Hell was never taught as something I should fear.  It was taught as motivation to invite my friends to Sunday school, friends who would go to hell if they didn’t confess that they were sinners and ask Jesus into their hearts.  I tried to invite my next door neighbor once.  In fact, I probably tried to save him myself right there and then.  But my Catholic friend knew as much (or more) about trusting Jesus as I did.  So I decided that my Sunday school teachers didn’t know much about my friends.

“So this feeling of not existence made me very happy,” Bergman continued, “because it was a feeling of relief, because this feeling of a god, this idea about a god, was very unhealthy.  It was a feeling of something that was perfect, extremely perfect, the most extreme perfect that exists.  In comparison to that I always must feel like a snake, like a dirty snake.  For a human being to feel like a dirty snake is not good.”

In Junior High I pretended to be ill one morning so I could stay home and finish reading “Phaedo” by Plato, the death of Socrates.  Socrates concluded, “if while in company with the body the soul cannot have pure knowledge, one of two things seems to follow—either knowledge is not to be attained at all, or, if at all, after death.”[1]  This has had a lifelong impact on me.  Perhaps the main reason I have believed that each of us will give an account of himself to God[2] (when I believed little else) is the hope that some clarity will come in his response to my account.  The primary torment of Sartre’s hell in his play “No Exit” is not knowing for certain why, or if, one is there.  Knowledge was the hardest thing to give up when I flirted with atheism.  To accept that knowledge is either unattainable, or that the verdict of a jury of my peers (or even a cadre of knowledge elites) is the highest form of truth and justice, is a camel I can’t swallow.
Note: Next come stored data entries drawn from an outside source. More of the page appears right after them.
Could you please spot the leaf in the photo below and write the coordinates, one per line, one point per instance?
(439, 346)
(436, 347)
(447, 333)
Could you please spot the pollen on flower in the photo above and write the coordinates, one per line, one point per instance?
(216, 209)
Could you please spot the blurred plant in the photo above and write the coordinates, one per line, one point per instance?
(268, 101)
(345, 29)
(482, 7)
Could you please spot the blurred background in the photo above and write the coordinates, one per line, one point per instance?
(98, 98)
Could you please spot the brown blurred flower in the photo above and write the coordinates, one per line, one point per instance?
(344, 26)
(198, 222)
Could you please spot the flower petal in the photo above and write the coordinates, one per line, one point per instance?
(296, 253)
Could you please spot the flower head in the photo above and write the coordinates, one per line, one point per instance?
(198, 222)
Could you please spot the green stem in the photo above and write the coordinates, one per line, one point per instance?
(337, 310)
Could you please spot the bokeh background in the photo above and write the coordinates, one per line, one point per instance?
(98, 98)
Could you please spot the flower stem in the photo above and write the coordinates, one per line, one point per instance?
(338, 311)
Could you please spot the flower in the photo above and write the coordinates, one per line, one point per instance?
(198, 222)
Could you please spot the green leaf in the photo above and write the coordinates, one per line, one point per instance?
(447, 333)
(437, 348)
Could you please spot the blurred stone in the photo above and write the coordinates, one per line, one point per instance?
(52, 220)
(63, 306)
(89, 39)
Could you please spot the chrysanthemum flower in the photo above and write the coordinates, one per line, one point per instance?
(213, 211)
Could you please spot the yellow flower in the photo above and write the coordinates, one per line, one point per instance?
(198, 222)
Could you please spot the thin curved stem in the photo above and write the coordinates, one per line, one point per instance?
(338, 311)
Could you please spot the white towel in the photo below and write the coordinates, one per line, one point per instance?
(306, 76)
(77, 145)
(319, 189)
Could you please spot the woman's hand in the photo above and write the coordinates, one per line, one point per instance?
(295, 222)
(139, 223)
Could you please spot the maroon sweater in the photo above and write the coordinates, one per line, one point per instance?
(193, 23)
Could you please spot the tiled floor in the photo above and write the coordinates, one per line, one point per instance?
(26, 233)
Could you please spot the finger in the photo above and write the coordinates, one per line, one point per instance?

So though I have experienced anesthesia and even wondered if that was what death was like, it was never comforting to me.  Still, I could relate because I had been enamored with the fantasy of having never been bothered with existence in the first place.

As a child I prayed for two things: that my parents would get along and that I could hit a fast pitch baseball.  Sure, I probably prayed for other things, too, but these are the prayers I remember.  I certainly prayed them the most.  My parents never did get along any better.  They separated in my early twenties.  And I hit the ball once, until my neighbor friend shared a record with me, a recording of Stan Musial talking about hitting.

I was hit by a pitch at practice early in my first season.  It broke my finger and I had to sit the season out.  Stan Musial seemed to understand my fear.  I don’t even remember now what he said.  I only remember that I began to stand in without shying away, watch the ball all the way to the bat and make contact.  I’m sure coaches had yelled things like that at me many times before.  But I had stood at Sportsmen’s Park banging my wooden seat on its hinges when Stan the Man came up to bat.  Sometimes he struck out.  But the next time we stood and banged our seats again, and more often than not, often enough to satisfy us all, Stan the Man hit it out of the park.  When Stan Musial said it, I listened.  And I decided that he was a much better hitter than God.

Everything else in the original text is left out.